El líder del grupo delictivo de ‘Los Zetas’, Moisés Escamilla May, falleció dentro del Penal Federal de Puente Grande en Jalisco a consecuencia del coronavirus.

Personal médico adscrito al Centro Federal de Reinserción Social, (CEFERESO) número 02, ubicado en el municipio de El Salto, solicitó la presencia de peritos del Servicio Médico Forense debido a que el reo, apodado “el Gordo May”, convalecía en el hospital penitenciario, y se constató su deceso por COVID-19, enfermedad por la que era atendido desde el pasado 6 de mayo, día en el que comenzó con problemas respiratorios.

Cabe señalar que en 11 años y 5 meses de reclusión, nunca presentó ningún problema de salud, ni padecía ninguna enfermedad.

Su deceso se notificó junto a otros dos, ocurridos en clínicas del IMSS, y se suma a las muertes por la enfermedad, que ascienden a 48 en la entidad.

El hecho ocurre en el momento en que el reclusorio vecino, administrado por el gobierno de Jalisco, atiende a 74 reos contagiados por coronavirus.

En Jalisco, se registran 829 casos confirmados de la enfermedad, aunque el Gobierno Federal sólo reconoce 592. El resto de positivos son aludidos en la estadística como ‘vigilancia comunitaria’, al ser detectados en el operativo Radar Jalisco, de aplicación masiva de pruebas PCR.

Moisés Escamilla era ‘pesado’

Moises Escamilla era un interno considerado como ‘de alta peligrosidad’; el juez Tercero de Distrito en Materia Penal de Jalisco, le dictó una condena de 37 años por delincuencia organizada, portación de armas de fuego de uso exclusivo del ejército, y por su responsabilidad en la decapitación de 12 personas en Yucatán.

Fue detenido el 28 de agosto del 2008, en el fraccionamiento El Azul, de Cancún, Quintana Roo, por la Policía Federal, al ser jefe de una célula del grupo delictivo de Los Zetas, denominada ‘Zetas Vieja Escuela’.

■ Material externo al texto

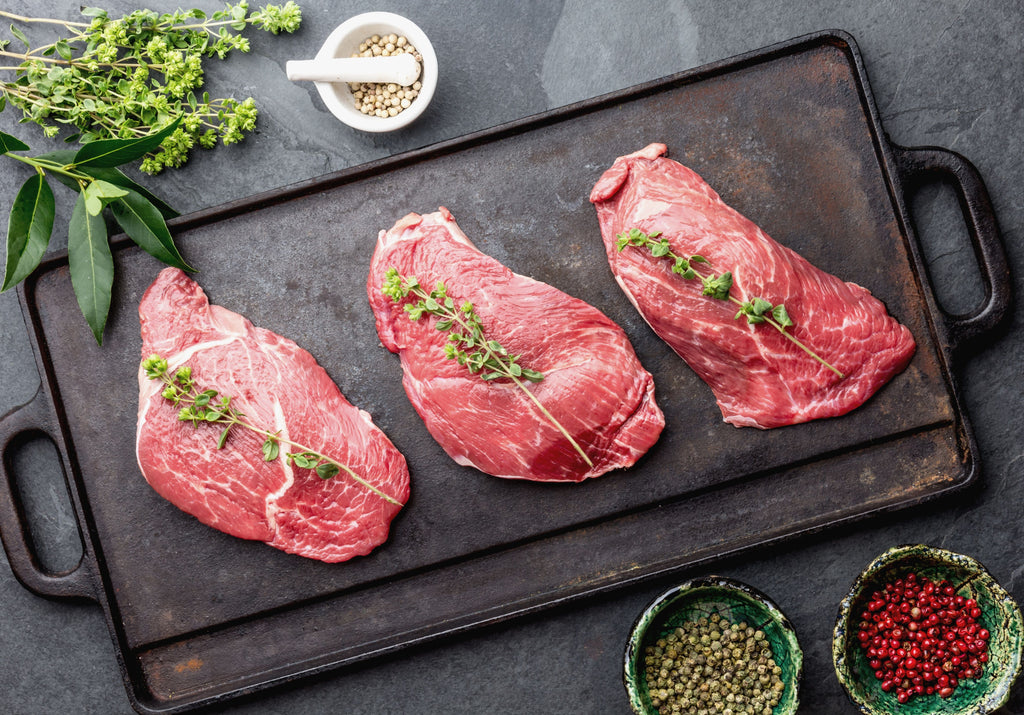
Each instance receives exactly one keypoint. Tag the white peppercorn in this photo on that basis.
(385, 99)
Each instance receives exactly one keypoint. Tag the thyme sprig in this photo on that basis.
(207, 406)
(717, 286)
(121, 78)
(467, 343)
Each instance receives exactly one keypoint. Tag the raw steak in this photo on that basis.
(759, 378)
(594, 385)
(278, 386)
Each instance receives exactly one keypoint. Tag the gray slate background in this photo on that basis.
(943, 73)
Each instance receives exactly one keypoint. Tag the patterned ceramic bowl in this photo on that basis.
(1000, 617)
(733, 601)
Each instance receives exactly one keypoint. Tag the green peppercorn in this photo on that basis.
(712, 665)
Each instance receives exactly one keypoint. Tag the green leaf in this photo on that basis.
(110, 153)
(91, 266)
(780, 316)
(142, 222)
(11, 143)
(16, 32)
(29, 229)
(303, 460)
(760, 306)
(98, 194)
(222, 439)
(64, 49)
(270, 450)
(118, 178)
(327, 470)
(112, 175)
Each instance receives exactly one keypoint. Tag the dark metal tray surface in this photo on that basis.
(788, 135)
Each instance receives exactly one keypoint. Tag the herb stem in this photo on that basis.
(491, 360)
(718, 287)
(780, 328)
(182, 391)
(45, 20)
(348, 470)
(455, 314)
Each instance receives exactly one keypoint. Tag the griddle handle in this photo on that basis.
(27, 422)
(920, 165)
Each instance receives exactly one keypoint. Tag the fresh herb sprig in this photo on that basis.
(717, 286)
(122, 78)
(467, 343)
(206, 406)
(92, 172)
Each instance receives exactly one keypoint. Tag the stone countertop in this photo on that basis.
(945, 74)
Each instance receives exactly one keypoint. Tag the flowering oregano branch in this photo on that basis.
(467, 343)
(206, 406)
(122, 78)
(717, 286)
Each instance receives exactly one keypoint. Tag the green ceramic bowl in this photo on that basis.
(700, 597)
(999, 615)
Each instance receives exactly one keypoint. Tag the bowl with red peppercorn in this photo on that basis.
(926, 630)
(713, 644)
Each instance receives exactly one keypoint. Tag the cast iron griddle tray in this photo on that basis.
(788, 135)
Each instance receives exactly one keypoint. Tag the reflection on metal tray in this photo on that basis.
(787, 135)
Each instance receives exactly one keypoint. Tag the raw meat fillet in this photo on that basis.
(759, 378)
(594, 385)
(278, 386)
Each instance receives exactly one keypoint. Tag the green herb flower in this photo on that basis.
(123, 78)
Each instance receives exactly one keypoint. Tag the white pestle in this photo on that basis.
(398, 69)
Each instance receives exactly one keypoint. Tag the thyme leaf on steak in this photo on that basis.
(203, 406)
(467, 343)
(717, 286)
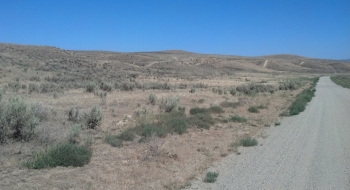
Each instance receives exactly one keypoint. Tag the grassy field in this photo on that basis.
(342, 80)
(137, 126)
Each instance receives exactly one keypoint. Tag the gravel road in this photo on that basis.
(307, 151)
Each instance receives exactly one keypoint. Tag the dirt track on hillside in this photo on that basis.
(308, 151)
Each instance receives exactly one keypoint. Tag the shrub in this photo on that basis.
(94, 117)
(149, 130)
(106, 86)
(227, 104)
(253, 109)
(216, 109)
(249, 142)
(114, 141)
(90, 87)
(169, 103)
(18, 119)
(126, 135)
(197, 110)
(300, 102)
(65, 154)
(33, 87)
(73, 116)
(239, 119)
(192, 90)
(201, 120)
(233, 92)
(211, 177)
(152, 99)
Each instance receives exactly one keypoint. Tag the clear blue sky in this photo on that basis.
(312, 28)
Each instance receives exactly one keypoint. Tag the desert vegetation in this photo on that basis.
(115, 118)
(342, 80)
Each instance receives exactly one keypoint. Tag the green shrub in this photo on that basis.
(126, 135)
(216, 109)
(73, 115)
(211, 177)
(239, 119)
(152, 99)
(177, 125)
(94, 117)
(113, 140)
(169, 103)
(253, 109)
(227, 104)
(18, 119)
(197, 110)
(233, 92)
(150, 130)
(106, 86)
(33, 87)
(192, 90)
(249, 142)
(65, 154)
(201, 120)
(90, 87)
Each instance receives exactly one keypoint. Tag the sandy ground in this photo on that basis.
(308, 151)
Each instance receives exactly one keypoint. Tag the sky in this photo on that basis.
(310, 28)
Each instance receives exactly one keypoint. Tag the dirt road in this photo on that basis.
(308, 151)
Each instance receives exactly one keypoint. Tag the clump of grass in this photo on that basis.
(113, 140)
(169, 103)
(227, 104)
(66, 154)
(211, 177)
(152, 99)
(247, 142)
(253, 109)
(94, 117)
(239, 119)
(197, 110)
(216, 109)
(342, 80)
(127, 135)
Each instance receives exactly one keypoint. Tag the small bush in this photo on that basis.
(227, 104)
(253, 109)
(211, 177)
(169, 103)
(65, 154)
(192, 90)
(106, 86)
(73, 115)
(33, 87)
(233, 92)
(216, 109)
(94, 117)
(18, 119)
(197, 110)
(239, 119)
(114, 141)
(126, 135)
(150, 130)
(249, 142)
(152, 99)
(90, 87)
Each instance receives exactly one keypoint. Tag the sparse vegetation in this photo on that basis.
(93, 118)
(65, 154)
(342, 80)
(237, 118)
(247, 142)
(113, 140)
(253, 109)
(211, 177)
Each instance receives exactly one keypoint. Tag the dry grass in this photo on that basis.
(159, 163)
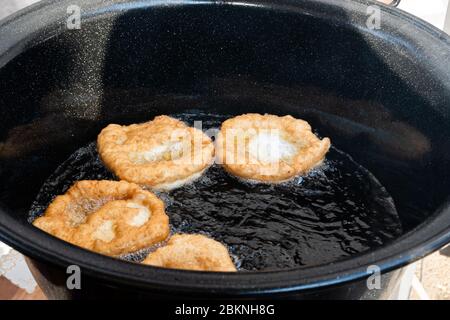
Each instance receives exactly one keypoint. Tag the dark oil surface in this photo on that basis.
(337, 210)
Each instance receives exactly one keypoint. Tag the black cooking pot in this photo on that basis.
(382, 95)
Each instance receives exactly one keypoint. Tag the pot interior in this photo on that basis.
(378, 94)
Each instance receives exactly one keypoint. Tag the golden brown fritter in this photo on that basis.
(161, 154)
(192, 252)
(108, 217)
(269, 148)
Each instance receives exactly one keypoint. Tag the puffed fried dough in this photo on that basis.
(192, 252)
(108, 217)
(161, 154)
(299, 150)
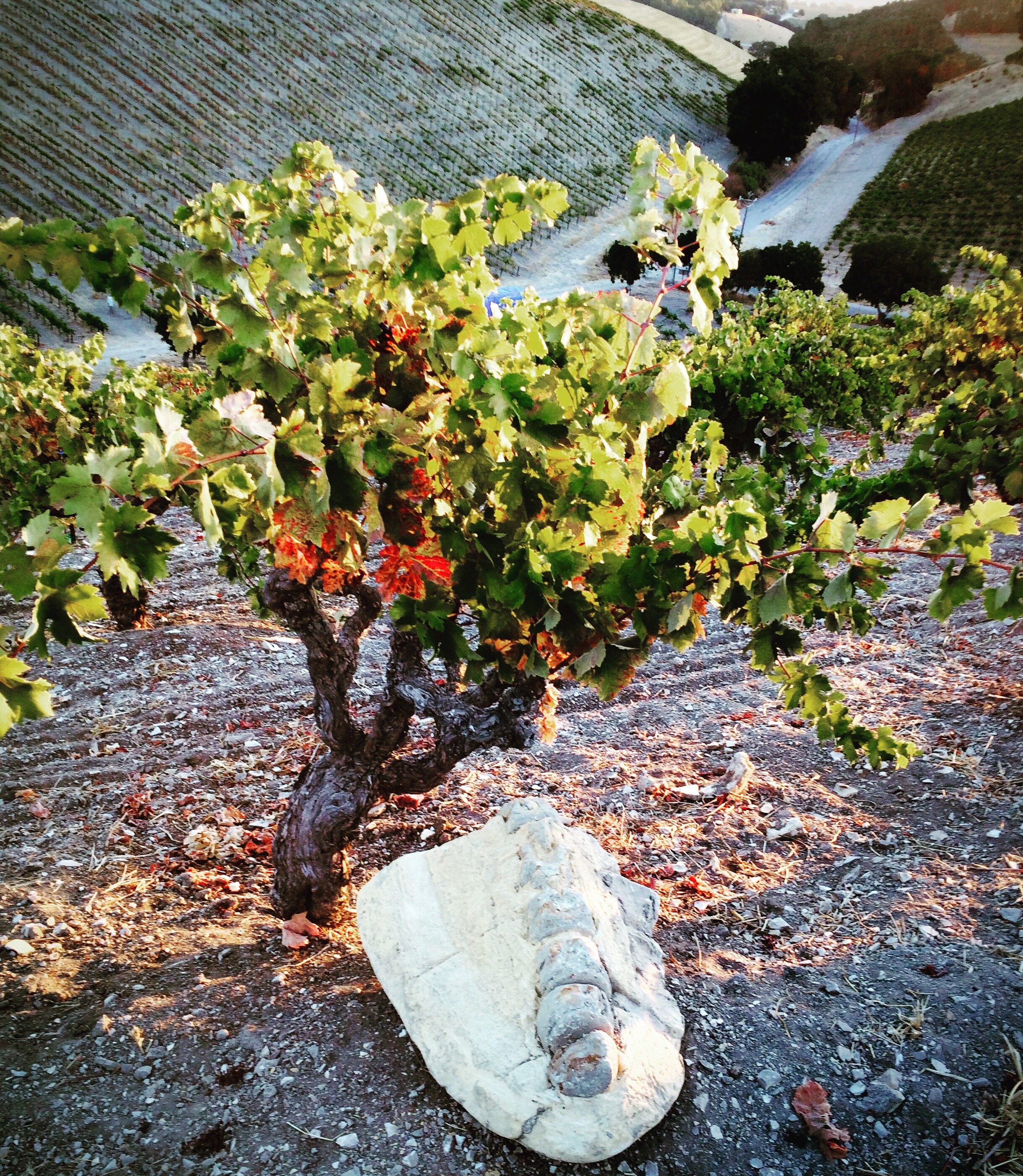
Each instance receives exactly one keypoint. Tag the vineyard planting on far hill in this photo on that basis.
(950, 184)
(422, 98)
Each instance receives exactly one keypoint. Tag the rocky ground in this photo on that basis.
(156, 1023)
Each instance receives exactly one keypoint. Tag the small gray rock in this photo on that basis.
(881, 1099)
(571, 1012)
(892, 1079)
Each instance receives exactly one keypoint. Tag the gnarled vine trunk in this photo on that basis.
(128, 612)
(362, 766)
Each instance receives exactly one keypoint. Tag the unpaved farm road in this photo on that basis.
(810, 203)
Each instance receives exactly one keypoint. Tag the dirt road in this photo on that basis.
(812, 201)
(158, 1026)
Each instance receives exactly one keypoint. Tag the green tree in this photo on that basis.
(905, 81)
(885, 268)
(778, 105)
(362, 388)
(51, 414)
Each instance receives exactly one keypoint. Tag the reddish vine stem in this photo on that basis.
(895, 551)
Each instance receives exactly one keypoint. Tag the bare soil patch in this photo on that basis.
(158, 1025)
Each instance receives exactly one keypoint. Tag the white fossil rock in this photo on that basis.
(523, 966)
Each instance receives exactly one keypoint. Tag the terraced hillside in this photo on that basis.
(954, 183)
(115, 104)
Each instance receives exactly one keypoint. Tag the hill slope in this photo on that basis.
(422, 97)
(954, 183)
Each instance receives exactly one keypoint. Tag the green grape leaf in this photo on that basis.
(885, 521)
(85, 491)
(921, 511)
(17, 571)
(21, 698)
(839, 590)
(956, 587)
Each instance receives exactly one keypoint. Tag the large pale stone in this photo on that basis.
(521, 963)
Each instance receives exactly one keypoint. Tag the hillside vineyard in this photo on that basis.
(126, 105)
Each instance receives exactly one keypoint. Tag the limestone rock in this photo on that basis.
(521, 963)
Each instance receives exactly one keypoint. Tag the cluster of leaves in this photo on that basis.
(956, 363)
(785, 97)
(953, 183)
(789, 365)
(51, 416)
(900, 49)
(802, 265)
(883, 270)
(362, 386)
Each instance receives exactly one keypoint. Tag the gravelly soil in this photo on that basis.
(169, 1028)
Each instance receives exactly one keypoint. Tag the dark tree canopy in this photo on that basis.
(906, 79)
(779, 104)
(802, 265)
(886, 268)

Se le aprehendió junto a ocho subalternos, y se les incautaron dos armas largas marca Bushmaster; un fusil AK-47; un arma corta marca Pietro Beretta, calibre 9mm; dos granadas de fragmentación Hank Frak; 18 cargadores de diversos calibres; tres fornituras para uso en operaciones tácticas; además de códigos-torretas para vehículos policiales y seis rollos de hologramas con distintivos de la organización criminal. También se les decomisaron 10 celulares, seis radios, 52 mil 100 pesos en diferentes denominaciones, una bolsa de plástico en cuyo interior había pastillas con droga sintética, 50 paquetes y una bolsa de plástico con mariguana, así como dos vehículos: un auto Armada blanco y un Chevy Monza azul.

‘El Gordo May’ era el encargado de la distribución de cocaína, en Cancún, y contaba con un grupo de informantes, integrado por policías municipales y civiles que le reportaban todos los movimientos de las corporaciones en la ciudad.

Al momento de su detención, llevaba cuatro años operando en Cancún, su grupo era considerado el más fuerte en la zona y se apoderó de la plaza para el tráfico de cocaína vía marítima, procedente de Centroamérica.

Según informes judiciales, entre los años 2012 y 2014 Los Zetas fueron desarticulados en su mayoría en Cancún y Playa del Carmen.